Llama 3.1 405B now runs at 969 tokens/s on Cerebras Inference

(cerebras.ai)

427 points benchmarkist | 2 comments | 19 Nov 24 00:15 UTC | HN request time: 0.468s | source

Show context

zackangelo ◴[19 Nov 24 02:11 UTC] No.42179476[source]▶

This is astonishingly fast. I’m struggling to get over 100 tok/s on my own Llama 3.1 70b implementation on an 8x H100 cluster.

I’m curious how they’re doing it. Obviously the standard bag of tricks (eg, speculative decoding, flash attention) won’t get you close. It seems like at a minimum you’d have to do multi-node inference and maybe some kind of sparse attention mechanism?

replies(9): >>42179489 #>>42179493 #>>42179501 #>>42179503 #>>42179754 #>>42179794 #>>42180035 #>>42180144 #>>42180569 #

danpalmer ◴[19 Nov 24 02:17 UTC] No.42179501[source]▶

>>42179476 #

Cerebras makes CPUs with ~1 million cores, and they're inferring on that not on GPUs. It's an entirely different architecture which means no network involved.

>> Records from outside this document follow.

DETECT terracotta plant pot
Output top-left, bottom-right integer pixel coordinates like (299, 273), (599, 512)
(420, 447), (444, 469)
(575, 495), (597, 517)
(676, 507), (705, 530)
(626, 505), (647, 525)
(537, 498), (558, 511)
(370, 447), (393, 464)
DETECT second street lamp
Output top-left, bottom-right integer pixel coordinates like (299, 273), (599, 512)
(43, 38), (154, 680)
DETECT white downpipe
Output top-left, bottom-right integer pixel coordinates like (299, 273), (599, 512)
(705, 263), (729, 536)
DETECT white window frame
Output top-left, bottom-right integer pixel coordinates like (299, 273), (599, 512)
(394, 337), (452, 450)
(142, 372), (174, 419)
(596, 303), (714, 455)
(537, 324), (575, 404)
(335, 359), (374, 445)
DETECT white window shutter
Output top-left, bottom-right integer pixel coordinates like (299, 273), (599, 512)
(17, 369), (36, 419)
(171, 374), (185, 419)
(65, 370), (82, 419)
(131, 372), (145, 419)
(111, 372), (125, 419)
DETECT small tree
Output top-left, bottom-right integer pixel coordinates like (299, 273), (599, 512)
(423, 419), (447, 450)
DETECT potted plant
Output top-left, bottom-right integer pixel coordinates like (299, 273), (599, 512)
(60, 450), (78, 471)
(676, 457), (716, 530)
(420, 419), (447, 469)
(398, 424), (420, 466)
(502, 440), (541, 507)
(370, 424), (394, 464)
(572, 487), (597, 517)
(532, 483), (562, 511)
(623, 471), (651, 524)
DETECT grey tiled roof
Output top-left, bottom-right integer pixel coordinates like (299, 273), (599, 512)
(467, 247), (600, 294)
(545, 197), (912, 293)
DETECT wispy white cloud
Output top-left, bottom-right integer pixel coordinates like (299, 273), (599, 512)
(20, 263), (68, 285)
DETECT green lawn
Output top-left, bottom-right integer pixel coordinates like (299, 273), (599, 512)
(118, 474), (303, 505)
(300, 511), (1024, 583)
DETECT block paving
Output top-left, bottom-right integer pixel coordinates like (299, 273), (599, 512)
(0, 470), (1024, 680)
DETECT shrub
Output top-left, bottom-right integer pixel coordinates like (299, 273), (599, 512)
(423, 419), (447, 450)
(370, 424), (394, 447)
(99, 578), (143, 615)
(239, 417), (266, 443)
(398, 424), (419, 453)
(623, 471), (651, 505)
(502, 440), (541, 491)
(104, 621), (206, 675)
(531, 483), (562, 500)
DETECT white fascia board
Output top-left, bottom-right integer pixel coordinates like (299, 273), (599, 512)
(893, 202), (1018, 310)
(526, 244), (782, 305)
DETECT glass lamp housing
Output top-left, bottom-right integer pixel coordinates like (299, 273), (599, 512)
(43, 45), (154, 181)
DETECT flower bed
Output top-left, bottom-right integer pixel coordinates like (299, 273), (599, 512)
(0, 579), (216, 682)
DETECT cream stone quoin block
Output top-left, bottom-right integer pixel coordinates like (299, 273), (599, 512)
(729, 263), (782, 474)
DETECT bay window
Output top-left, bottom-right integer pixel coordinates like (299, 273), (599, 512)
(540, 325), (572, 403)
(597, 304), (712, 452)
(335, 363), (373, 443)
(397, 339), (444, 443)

It's possible they're doing this significantly from CPU caches rather than HBM as well.

I recommend the TechTechPotato YouTube videos on Cerebras to understand more of their chip design.

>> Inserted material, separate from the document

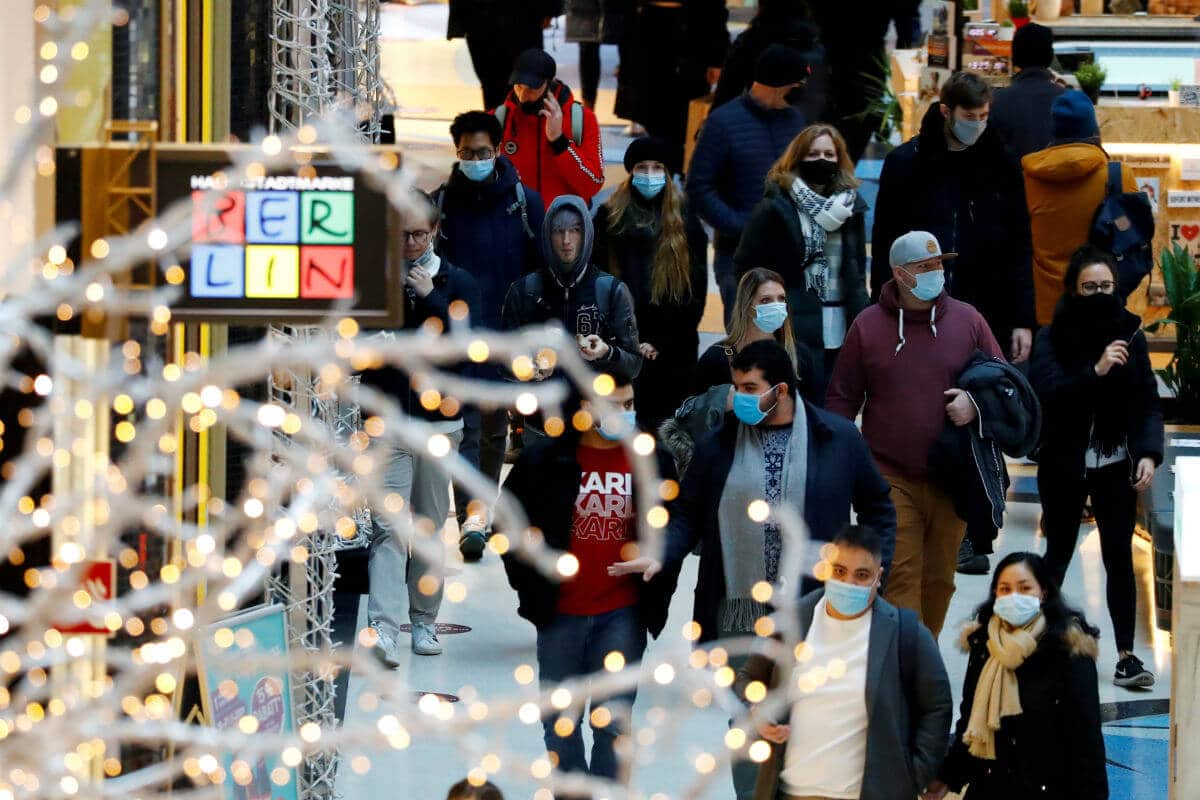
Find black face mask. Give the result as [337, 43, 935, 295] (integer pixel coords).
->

replies(3): >>42179509 #>>42179599 #>>42179717 #

accrual ◴[19 Nov 24 03:02 UTC] No.42179717[source]▶

>>42179501 #

I hope we can buy Cerebras cards one day. Imagine buying a ~$500 AI card for your desktop and having easy access to 70B+ models (the price is speculative/made up).

replies(4): >>42179769 #>>42179834 #>>42180050 #>>42180265 #

danpalmer ◴[19 Nov 24 04:13 UTC] No.42180050[source]▶

>>42179717 #

I believe pricing was mid 6 figures per machine. They're also like 8U and water cooled I believe. I doubt it would be possible to deploy one outside of a fairly top tier colo facility where they have the ability to support water cooling. Also imagine learning a new CUDA but that is designed for another completely different compute model.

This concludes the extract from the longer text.